Ben Gielow, government relations manager and general counsel for the association, said the United States is years behind Asia and Europe in the use of unmanned aircraft and is playing catch-up. He said plans were for the FAA to get rules out for public comment by May, but that deadline has been pushed back since 2011.
He said regulations dealing with autonomous craft, like the ones proposed by Amazon for small-package delivery, were years down the road.
If fully integrated into U.S. airspace, unmanned aircraft could be used for a wide variety of purposes including scientific research, agricultural uses like monitoring crops, environmental study, disaster mitigation and monitoring, and expanding commercial uses, like oil exploration, monitoring gear and equipment in remote locations, or aerial photography.
Stein said that though he does plan to charge additional fees for the aerial photography, it’s simply a complimentary addition to his existing marketing package right now, so he says he isn’t using the craft for commercial purposes.
He said using the aerial camera allows him to properly display large pieces of property, showing what key elements, like roads and waterways, are nearby. He added besides showing how a home looks from the outside, he can use the craft to easily show where a home sits in the neighborhood and what a subdivision itself looks like - a nice feature for folks who have a limited time to visit sites in person.

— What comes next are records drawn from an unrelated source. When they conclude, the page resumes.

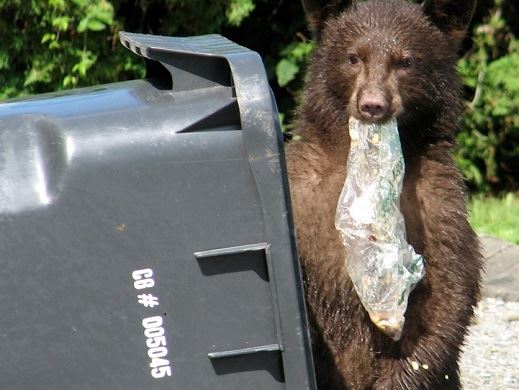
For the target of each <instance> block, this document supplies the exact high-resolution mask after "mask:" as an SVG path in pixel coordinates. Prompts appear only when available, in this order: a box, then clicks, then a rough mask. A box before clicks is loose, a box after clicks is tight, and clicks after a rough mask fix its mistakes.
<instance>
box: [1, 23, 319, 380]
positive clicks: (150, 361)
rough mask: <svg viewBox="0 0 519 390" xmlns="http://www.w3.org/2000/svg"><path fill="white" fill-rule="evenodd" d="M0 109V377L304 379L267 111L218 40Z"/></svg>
mask: <svg viewBox="0 0 519 390" xmlns="http://www.w3.org/2000/svg"><path fill="white" fill-rule="evenodd" d="M121 41H122V43H123V44H124V45H125V46H126V47H128V48H129V49H130V50H132V51H133V52H134V53H136V54H138V55H140V56H142V57H144V58H145V60H146V61H147V65H148V77H147V79H145V80H135V81H128V82H122V83H116V84H110V85H102V86H96V87H90V88H85V89H78V90H73V91H67V92H59V93H52V94H44V95H39V96H34V97H28V98H24V99H18V100H11V101H6V102H2V103H1V104H0V253H1V270H2V271H1V272H2V277H1V278H0V297H1V298H0V299H1V301H2V302H1V304H0V335H1V338H0V346H1V348H0V360H1V361H2V364H0V388H2V389H182V390H189V389H195V390H196V389H240V390H244V389H269V390H270V389H294V390H300V389H314V388H315V383H314V377H313V369H312V361H311V353H310V346H309V341H308V331H307V325H306V318H305V312H304V302H303V295H302V287H301V280H300V273H299V268H298V264H297V261H296V255H295V250H294V237H293V230H292V226H291V221H290V208H289V200H288V197H287V189H286V188H287V187H286V177H285V169H284V163H283V156H282V140H281V137H280V132H279V124H278V120H277V111H276V108H275V103H274V100H273V98H272V95H271V92H270V89H269V86H268V84H267V80H266V77H265V72H264V68H263V65H262V62H261V60H260V58H259V56H258V55H257V54H256V53H254V52H251V51H249V50H247V49H245V48H243V47H241V46H238V45H236V44H234V43H232V42H230V41H228V40H226V39H224V38H223V37H221V36H217V35H210V36H202V37H194V38H168V37H158V36H149V35H140V34H130V33H122V34H121Z"/></svg>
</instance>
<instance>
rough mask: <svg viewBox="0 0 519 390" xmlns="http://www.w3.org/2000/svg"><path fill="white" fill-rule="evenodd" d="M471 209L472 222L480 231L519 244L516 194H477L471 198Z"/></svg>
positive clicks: (470, 213) (518, 226)
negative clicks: (495, 196) (504, 195)
mask: <svg viewBox="0 0 519 390" xmlns="http://www.w3.org/2000/svg"><path fill="white" fill-rule="evenodd" d="M469 209H470V224H471V225H472V227H473V228H474V230H476V231H477V232H478V233H482V234H487V235H491V236H494V237H499V238H502V239H503V240H507V241H511V242H514V243H516V244H519V224H518V223H517V221H519V198H518V197H517V196H516V195H514V194H512V193H508V194H506V195H505V196H502V197H497V198H489V197H485V196H481V195H480V196H475V197H473V198H472V199H471V200H470V203H469Z"/></svg>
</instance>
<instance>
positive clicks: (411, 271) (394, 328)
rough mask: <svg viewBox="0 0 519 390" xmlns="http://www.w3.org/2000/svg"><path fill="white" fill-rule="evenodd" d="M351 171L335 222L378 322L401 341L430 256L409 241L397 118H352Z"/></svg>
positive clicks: (350, 128) (384, 327)
mask: <svg viewBox="0 0 519 390" xmlns="http://www.w3.org/2000/svg"><path fill="white" fill-rule="evenodd" d="M349 131H350V138H351V148H350V154H349V156H348V165H347V176H346V181H345V183H344V187H343V190H342V193H341V196H340V198H339V203H338V205H337V212H336V217H335V227H336V228H337V229H338V230H339V232H340V234H341V237H342V241H343V244H344V246H345V247H346V253H347V254H346V259H345V264H346V269H347V272H348V274H349V276H350V278H351V280H352V282H353V285H354V287H355V289H356V291H357V293H358V295H359V298H360V300H361V302H362V304H363V305H364V308H365V309H366V310H367V311H368V313H369V316H370V318H371V320H372V321H373V323H374V324H375V325H376V326H377V327H378V328H379V329H380V330H382V332H384V333H385V334H386V335H387V336H389V337H391V338H392V339H393V340H395V341H397V340H399V339H400V336H401V334H402V329H403V327H404V321H405V318H404V313H405V311H406V308H407V301H408V297H409V294H410V293H411V291H412V289H413V288H414V286H415V285H416V283H418V282H419V281H420V279H421V278H422V277H423V275H424V259H423V257H422V256H420V255H418V254H416V253H415V251H414V249H413V247H412V246H411V245H409V243H408V242H407V240H406V230H405V222H404V217H403V215H402V213H401V212H400V194H401V192H402V185H403V179H404V171H405V166H404V157H403V155H402V147H401V145H400V138H399V135H398V125H397V121H396V119H394V120H392V121H389V122H387V123H384V124H373V123H363V122H360V121H358V120H356V119H354V118H351V119H350V122H349Z"/></svg>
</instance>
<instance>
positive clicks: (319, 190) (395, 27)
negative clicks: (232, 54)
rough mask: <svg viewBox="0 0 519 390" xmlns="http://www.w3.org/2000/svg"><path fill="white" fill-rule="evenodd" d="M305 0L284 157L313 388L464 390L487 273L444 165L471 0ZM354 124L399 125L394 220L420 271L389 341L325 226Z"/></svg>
mask: <svg viewBox="0 0 519 390" xmlns="http://www.w3.org/2000/svg"><path fill="white" fill-rule="evenodd" d="M303 3H304V6H305V10H306V12H307V16H308V20H309V23H310V26H311V27H312V28H313V30H314V33H315V37H316V39H317V43H318V46H317V49H316V51H315V54H314V56H313V59H312V60H311V62H310V65H309V69H308V77H307V82H306V86H305V89H304V93H303V99H302V103H301V106H300V108H299V111H298V115H297V121H296V129H297V133H298V134H299V135H301V137H302V141H295V142H292V143H291V144H290V145H289V146H288V148H287V163H288V170H289V179H290V190H291V196H292V205H293V209H294V220H295V226H296V234H297V241H298V250H299V255H300V259H301V262H302V266H303V271H304V283H305V288H306V301H307V308H308V312H309V317H310V322H311V329H312V341H313V347H314V361H315V365H316V372H317V378H318V385H319V388H320V389H324V390H328V389H380V390H382V389H383V390H389V389H442V390H443V389H459V388H460V379H459V374H458V359H459V356H460V349H461V347H462V345H463V342H464V338H465V335H466V332H467V327H468V326H469V323H470V321H471V318H472V316H473V310H474V306H475V305H476V304H477V301H478V299H479V284H480V272H481V268H482V259H481V255H480V253H479V244H478V241H477V238H476V236H475V234H474V232H473V231H472V229H471V228H470V226H469V224H468V223H467V211H466V205H465V196H464V185H463V180H462V177H461V175H460V173H459V171H458V169H456V167H455V166H454V163H453V160H452V158H451V151H452V148H453V145H454V134H455V129H456V124H457V120H458V119H457V118H458V115H459V112H460V102H459V98H458V93H459V82H458V78H457V75H456V71H455V66H456V61H457V51H458V45H459V43H460V40H461V38H462V37H463V34H464V31H465V29H466V26H467V24H468V22H469V21H470V19H471V16H472V13H473V9H474V1H469V0H463V1H454V0H453V1H428V2H426V4H425V5H423V6H422V5H416V4H409V3H406V2H405V1H401V0H400V1H399V0H388V1H382V0H381V1H367V2H359V3H358V4H356V5H351V4H349V3H350V2H348V1H340V0H330V1H325V0H306V1H305V0H303ZM366 102H367V103H366ZM366 107H367V109H366ZM350 115H353V116H355V117H358V118H360V119H363V120H368V121H369V120H371V121H374V122H382V121H385V120H387V118H389V117H392V116H396V117H397V118H398V123H399V131H400V138H401V141H402V148H403V153H404V158H405V162H406V174H405V179H404V188H403V192H402V196H401V209H402V213H403V214H404V217H405V221H406V229H407V236H408V241H409V242H410V244H411V245H412V246H413V247H414V248H415V250H416V252H417V253H420V254H422V255H423V256H424V258H425V260H426V266H425V268H426V274H425V277H424V279H423V280H422V281H421V282H420V283H419V284H418V285H417V287H416V288H415V290H414V291H413V292H412V294H411V296H410V300H409V306H408V309H407V312H406V322H405V327H404V331H403V334H402V337H401V339H400V341H398V342H393V341H392V340H391V339H389V338H388V337H387V336H385V335H384V334H382V333H381V332H380V331H379V330H377V329H376V328H375V326H374V325H373V323H372V322H371V321H370V319H369V316H368V315H367V312H366V311H365V310H364V308H363V307H362V305H361V303H360V301H359V298H358V296H357V294H356V292H355V290H354V288H353V286H352V283H351V281H350V279H349V277H348V276H347V273H346V271H345V268H344V258H345V253H344V246H343V244H342V242H341V240H340V238H339V234H338V232H337V230H336V229H335V227H334V217H335V210H336V207H337V202H338V198H339V194H340V192H341V189H342V186H343V184H344V180H345V175H346V159H347V156H348V151H349V144H350V140H349V135H348V118H349V116H350ZM417 365H418V366H417Z"/></svg>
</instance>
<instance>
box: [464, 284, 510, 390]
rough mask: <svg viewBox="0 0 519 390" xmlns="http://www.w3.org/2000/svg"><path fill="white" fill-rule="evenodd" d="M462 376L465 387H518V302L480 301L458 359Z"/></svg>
mask: <svg viewBox="0 0 519 390" xmlns="http://www.w3.org/2000/svg"><path fill="white" fill-rule="evenodd" d="M517 287H519V286H517ZM461 377H462V381H463V384H464V390H487V389H488V390H519V302H505V301H503V300H502V299H500V298H484V299H482V300H481V302H480V304H479V306H478V308H477V310H476V319H475V321H474V324H473V325H472V327H471V329H470V334H469V337H468V342H467V345H466V346H465V352H464V354H463V356H462V359H461Z"/></svg>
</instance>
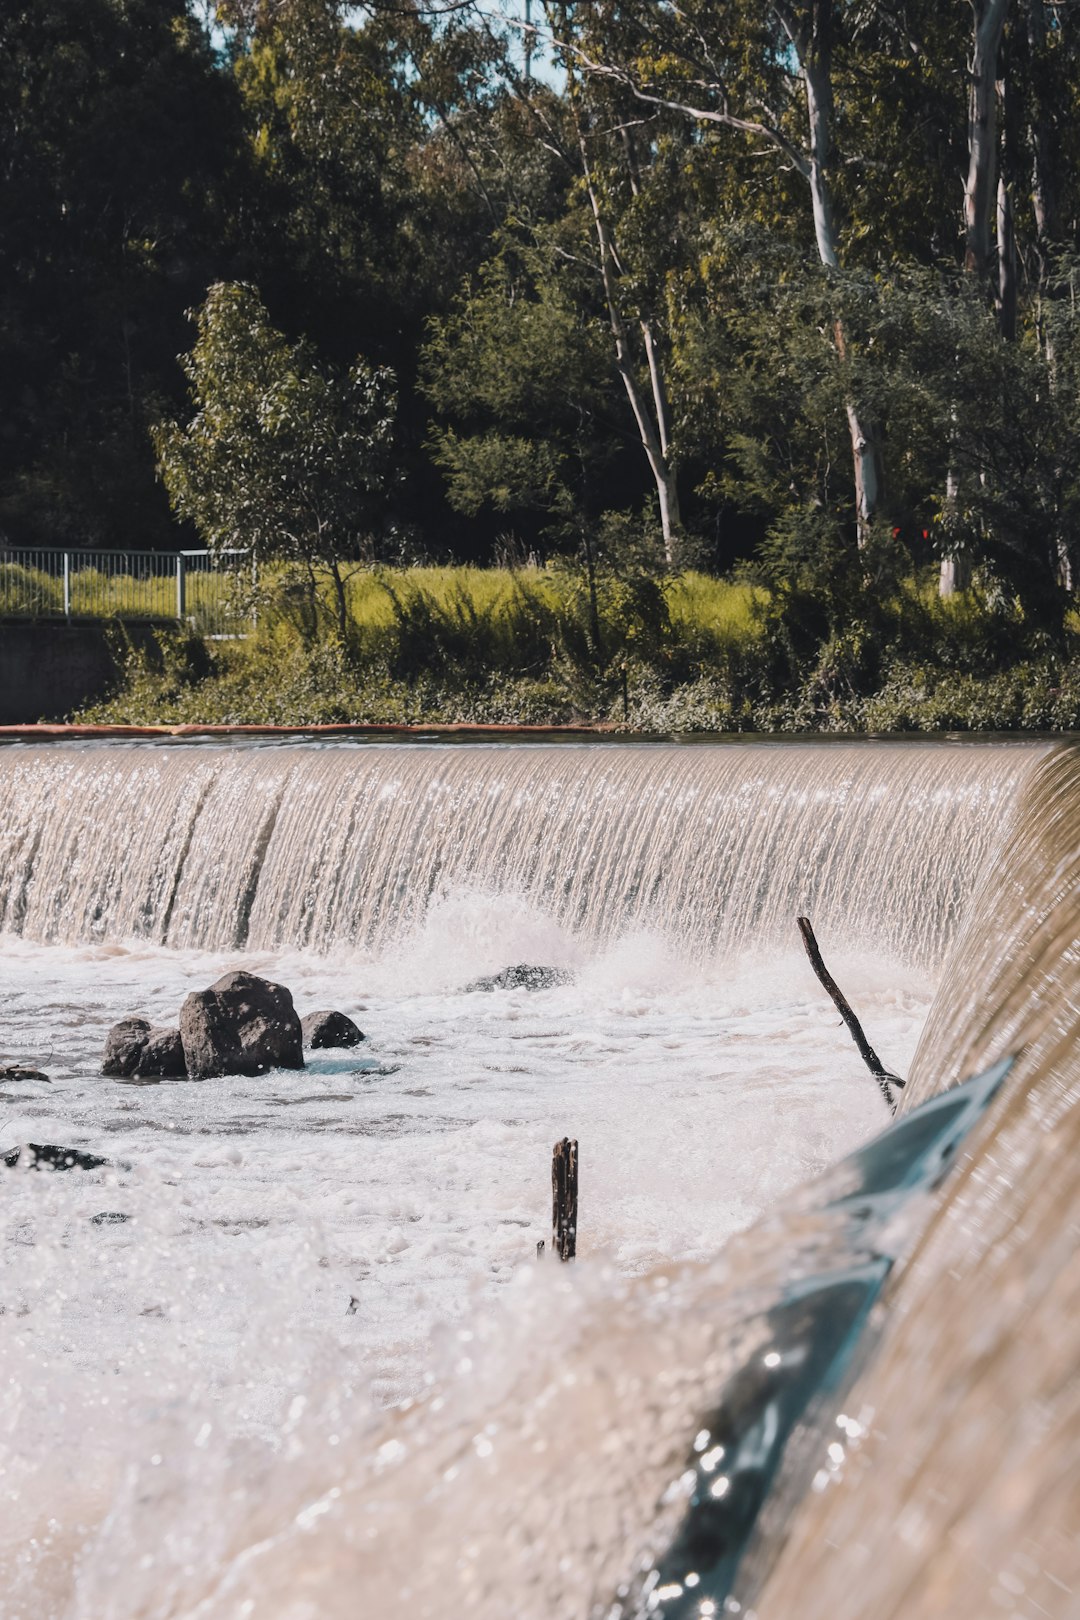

His DJI Phantom 2 came in early November with a price tag of about $1,500. China-based DJI is one of the world’s largest makers of unmanned aerial systems, and its North American offices are in Austin where it employs more than 500.
For now, Stein says he follows the guidelines for use of hobby aircraft - primarily not flying higher than 400 feet and always working in line of site with his aircraft - though the device will, if it loses its controlling signal, use satellite technology to fly back to its launch point and will hover there.
Robert Davis, owner of Little Rock-based Arkansas Aerials LLC and East Creek Studios, said he’s ready for the new FAA regulations and thinks having requirements to use the craft in business is wise. He said he spent more than three years learning to fly unmanned aircraft as a hobbyist.
He said, due to the current FAA requirements, he does not sell customers aerial photography packages instead ,they are billed for traditional ground photography and editing services. The company simply gathers aerial footage at no extra charge.
Davis said he believes those who fly unmanned aircraft need to have good insurance and be qualified to safely run the craft in all conditions. He said relying on automated systems is a poor practice.
“You can’t just trust your electronics,” Davis said. “Those systems fail.”
Brad Higbee of Eagle Eye Aerial Photography in Lowell has been in the business of photographing things from airplanes for years. He’s a commercial pilot and recalls he was kept busy during the boom days of Northwest Arkansas real estate before the bottom fell out in 2008.
He said he’s not concerned about competition from unmanned craft and he’ll welcome the new regulations. He said he will likely use an unmanned craft, when its clear he can do so and comply with FAA rules. He said the advances in unmanned aircraft and photography have been phenomenal in recent years, but the rules simply have not been able to keep pace with them.
Higbee noted that an unmanned aircraft is as cheap, if not cheaper, than a single decent camera and far less expensive to purchase and maintain than an airplane.
In the end though, the aircraft is simply a tool - a camera that’s airborne - and without a skilled photographer to capture photos and video and edit them, it’s not being used to its full potential.
“You still have to be an expert to capture just the right image,” he said.